DONDE EL DESEO VIAJA EN ASCENSORES
— ¡Para! ¡Espera! ¡He oído algo! ¿Tú no? —Doy un respingo al tiempo que acercas mi cara —retirada a toda prisa— hacia la tuya con una leve presión en la nuca. Tus labios buscan recuperar el beso interrumpido, pero ya no estoy tranquila. Las alarmas han saltado, me roban la calma que necesito para abandonarme a nuestras furtivas escaramuzas en este espacio reducido, en el que, en cualquier momento, podemos cruzarnos con alguien de mi familia o el resto de los vecinos de la vivienda.
Corrían los años 70 y, al caer la noche, solíamos dejar las huellas de nuestro deseo flotando en el cubículo azul del ascensor del bloque donde vivía, como resultado de nuestras inacabadas despedidas.

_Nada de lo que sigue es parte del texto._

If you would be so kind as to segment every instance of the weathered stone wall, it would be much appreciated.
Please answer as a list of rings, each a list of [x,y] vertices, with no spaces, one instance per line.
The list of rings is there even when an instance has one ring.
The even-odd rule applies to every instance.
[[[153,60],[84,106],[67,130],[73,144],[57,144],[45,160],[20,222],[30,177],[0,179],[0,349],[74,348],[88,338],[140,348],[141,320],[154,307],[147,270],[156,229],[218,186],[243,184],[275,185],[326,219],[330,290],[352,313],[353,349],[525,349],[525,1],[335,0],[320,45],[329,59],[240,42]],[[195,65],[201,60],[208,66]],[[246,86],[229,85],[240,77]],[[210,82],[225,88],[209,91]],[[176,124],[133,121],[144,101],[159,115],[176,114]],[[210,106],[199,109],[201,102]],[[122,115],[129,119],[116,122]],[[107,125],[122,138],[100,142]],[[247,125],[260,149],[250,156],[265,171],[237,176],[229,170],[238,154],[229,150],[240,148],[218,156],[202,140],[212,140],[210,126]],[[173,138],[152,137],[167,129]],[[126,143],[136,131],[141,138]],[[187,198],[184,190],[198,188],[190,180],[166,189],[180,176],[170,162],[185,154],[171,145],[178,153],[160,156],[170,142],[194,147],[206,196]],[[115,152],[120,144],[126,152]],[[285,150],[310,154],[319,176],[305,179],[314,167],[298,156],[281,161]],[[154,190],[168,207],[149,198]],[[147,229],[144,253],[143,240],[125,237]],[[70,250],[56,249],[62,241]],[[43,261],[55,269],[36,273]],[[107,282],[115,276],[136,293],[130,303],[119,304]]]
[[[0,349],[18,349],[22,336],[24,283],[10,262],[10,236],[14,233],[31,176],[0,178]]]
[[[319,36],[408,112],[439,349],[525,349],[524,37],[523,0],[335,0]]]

Su recorrido era corto, tres plantas de subida y bajada, pero nosotros lo que requeríamos de él no era su movimiento sino el intenso viaje que gracias a su cobijo realizábamos envueltos en abrazos estrechos, caricias atrevidas, expedición veloz aquí y allá que, a nuestros diecisiete años, nos abrasaban anunciando un fuego aún mayor al que todavía no habíamos accedido, pero que queríamos conquistar a toda prisa para culminar nuestro torbellino inacabado de cada día.
—¿Has oído eso? —Esta vez apenas me separo. Voy perfeccionando la identificación de mis atropelladas pesquisas auditivas a la vez que me centro en apurar el resto de mis sentidos.
—Vamos, no es nada —respondes sin perder el rítmico movimiento de tus manos queriendo traspasar la barrera de mi ropa.
Desde que otorgamos este uso al ascensor, mis subidas y bajadas, si lo usaba a solas, ya no eran las mismas. Una vez dentro podía anticipar la promesa del placer que llegaría, con suerte, unas horas más tarde, esa misma noche; o tal vez, más adelante, el día que de verdad consiguiéramos estar en otro espacio a solas.